Journal of Neuroimmunology, Vol. 129 (1-2) (2002) pp. 1-9
K. Schaecher 1 , A. Rocchini, J. Dinkins, D.D. Matzelle and N.L. Banik
Department of Neurology, Medical University of South Carolina (MUSC), Box 250606, Suite 307, 96 Jonathan Lucas Street, Charleston, SC 29425, USA
Calpain activity and expression at the protein level were examined in inflammatory cells, activated microglia, and astrocytes prior to or at onset of symptomatic experimental allergic encephalomyelitis (EAE), an animal model for the human demyelinating disease multiple sclerosis (MS).
EAE was induced in Lewis rats by injection of guinea pig spinal cord homogenate and myelin basic protein (MBP) emulsified with Complete Freund's Adjuvant (CFA).
Calpain translational expression, determined by Western blot and immunocytochemistry, was correlated with calpain activity, infiltration of inflammatory cells, and myelin loss at 2-11 days following challenge with antigen.
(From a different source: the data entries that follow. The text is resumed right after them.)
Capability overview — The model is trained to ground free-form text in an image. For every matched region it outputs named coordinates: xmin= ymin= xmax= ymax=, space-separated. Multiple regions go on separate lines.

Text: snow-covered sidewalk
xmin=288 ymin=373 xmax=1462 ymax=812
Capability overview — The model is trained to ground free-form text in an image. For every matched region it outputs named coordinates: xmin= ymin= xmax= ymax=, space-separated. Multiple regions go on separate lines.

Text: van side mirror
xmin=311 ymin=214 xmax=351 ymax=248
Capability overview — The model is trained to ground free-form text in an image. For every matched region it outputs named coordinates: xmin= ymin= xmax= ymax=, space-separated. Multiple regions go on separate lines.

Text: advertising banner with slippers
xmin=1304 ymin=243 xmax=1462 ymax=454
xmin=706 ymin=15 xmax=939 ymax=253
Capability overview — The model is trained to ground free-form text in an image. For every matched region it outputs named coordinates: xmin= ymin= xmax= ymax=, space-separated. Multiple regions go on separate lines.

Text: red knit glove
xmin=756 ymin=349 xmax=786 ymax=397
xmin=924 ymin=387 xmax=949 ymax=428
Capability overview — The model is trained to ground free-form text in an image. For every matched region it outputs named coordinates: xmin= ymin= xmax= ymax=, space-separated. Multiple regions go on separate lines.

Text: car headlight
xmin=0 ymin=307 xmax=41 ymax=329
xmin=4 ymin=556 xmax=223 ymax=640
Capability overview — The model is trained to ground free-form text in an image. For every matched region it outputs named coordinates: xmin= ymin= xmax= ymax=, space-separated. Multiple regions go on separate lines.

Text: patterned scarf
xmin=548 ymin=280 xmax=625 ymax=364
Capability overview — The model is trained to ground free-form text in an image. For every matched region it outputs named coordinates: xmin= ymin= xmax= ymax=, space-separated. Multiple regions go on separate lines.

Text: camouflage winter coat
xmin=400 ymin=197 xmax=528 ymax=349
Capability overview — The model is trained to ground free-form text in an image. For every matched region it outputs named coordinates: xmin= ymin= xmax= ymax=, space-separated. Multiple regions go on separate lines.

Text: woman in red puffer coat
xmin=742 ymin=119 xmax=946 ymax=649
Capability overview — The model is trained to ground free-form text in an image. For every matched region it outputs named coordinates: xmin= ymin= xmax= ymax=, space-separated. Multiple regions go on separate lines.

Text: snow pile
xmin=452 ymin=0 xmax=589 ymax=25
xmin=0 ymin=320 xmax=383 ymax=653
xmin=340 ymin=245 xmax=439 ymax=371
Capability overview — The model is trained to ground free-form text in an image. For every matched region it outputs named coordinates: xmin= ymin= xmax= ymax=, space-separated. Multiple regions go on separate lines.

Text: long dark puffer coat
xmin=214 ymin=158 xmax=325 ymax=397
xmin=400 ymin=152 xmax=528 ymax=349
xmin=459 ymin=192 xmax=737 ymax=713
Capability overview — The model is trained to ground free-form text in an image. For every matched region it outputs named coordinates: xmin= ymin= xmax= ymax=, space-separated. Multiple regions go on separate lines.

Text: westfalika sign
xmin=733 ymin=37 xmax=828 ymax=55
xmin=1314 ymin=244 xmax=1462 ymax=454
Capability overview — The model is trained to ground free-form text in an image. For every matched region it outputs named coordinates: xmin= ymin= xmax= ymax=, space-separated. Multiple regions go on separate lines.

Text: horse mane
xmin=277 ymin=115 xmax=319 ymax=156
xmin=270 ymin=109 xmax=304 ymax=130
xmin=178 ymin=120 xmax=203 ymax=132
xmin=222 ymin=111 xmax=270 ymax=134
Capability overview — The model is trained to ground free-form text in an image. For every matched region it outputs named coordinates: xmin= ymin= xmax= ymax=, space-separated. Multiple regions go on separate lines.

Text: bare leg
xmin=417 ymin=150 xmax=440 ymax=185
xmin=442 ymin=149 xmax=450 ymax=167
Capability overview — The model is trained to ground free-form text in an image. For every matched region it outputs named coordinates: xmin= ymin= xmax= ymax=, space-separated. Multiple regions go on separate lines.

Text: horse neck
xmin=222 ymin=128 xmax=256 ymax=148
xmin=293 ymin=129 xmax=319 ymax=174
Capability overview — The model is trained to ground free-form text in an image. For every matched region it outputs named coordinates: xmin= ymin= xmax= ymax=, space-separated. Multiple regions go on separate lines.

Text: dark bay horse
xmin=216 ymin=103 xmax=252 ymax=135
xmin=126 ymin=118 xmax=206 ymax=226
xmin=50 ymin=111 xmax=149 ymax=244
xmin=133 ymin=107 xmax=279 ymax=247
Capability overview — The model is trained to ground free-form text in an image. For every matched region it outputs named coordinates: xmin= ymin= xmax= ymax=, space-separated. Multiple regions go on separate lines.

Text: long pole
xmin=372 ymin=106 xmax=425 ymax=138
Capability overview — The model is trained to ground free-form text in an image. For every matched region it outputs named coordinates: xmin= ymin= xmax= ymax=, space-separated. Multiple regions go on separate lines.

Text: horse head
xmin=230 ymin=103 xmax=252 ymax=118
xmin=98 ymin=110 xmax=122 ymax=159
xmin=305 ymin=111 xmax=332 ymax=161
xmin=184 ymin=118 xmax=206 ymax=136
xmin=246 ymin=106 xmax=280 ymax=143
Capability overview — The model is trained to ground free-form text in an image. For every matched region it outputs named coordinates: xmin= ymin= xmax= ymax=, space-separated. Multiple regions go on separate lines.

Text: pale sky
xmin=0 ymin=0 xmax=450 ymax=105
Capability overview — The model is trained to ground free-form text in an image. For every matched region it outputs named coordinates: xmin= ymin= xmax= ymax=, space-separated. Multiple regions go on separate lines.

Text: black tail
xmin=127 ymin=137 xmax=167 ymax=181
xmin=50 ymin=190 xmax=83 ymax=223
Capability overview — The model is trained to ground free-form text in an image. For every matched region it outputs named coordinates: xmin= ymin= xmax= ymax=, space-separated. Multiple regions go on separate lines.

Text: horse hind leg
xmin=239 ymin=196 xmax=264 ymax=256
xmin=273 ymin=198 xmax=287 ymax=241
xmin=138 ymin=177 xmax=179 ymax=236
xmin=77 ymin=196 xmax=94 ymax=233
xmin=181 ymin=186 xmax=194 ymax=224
Controls (CFA only) did not show any changes over time in these parameters and very few changes (CD11+ microglia/mononuclear phagocytes) were seen in either group from days 2 to 8 post-induction.
In contrast, from days 9 to 11, the animals that developed the disease (at least grade 1) demonstrated extensive cellular infiltration (CD4+, CD25+, and CD11+) as well as increased calpain expression (content) and activity.
This study demonstrates that cell infiltration and increased calpain activity do not begin in the CNS until the onset of clinical signs.
© 2002 Published by Elsevier Science B.V.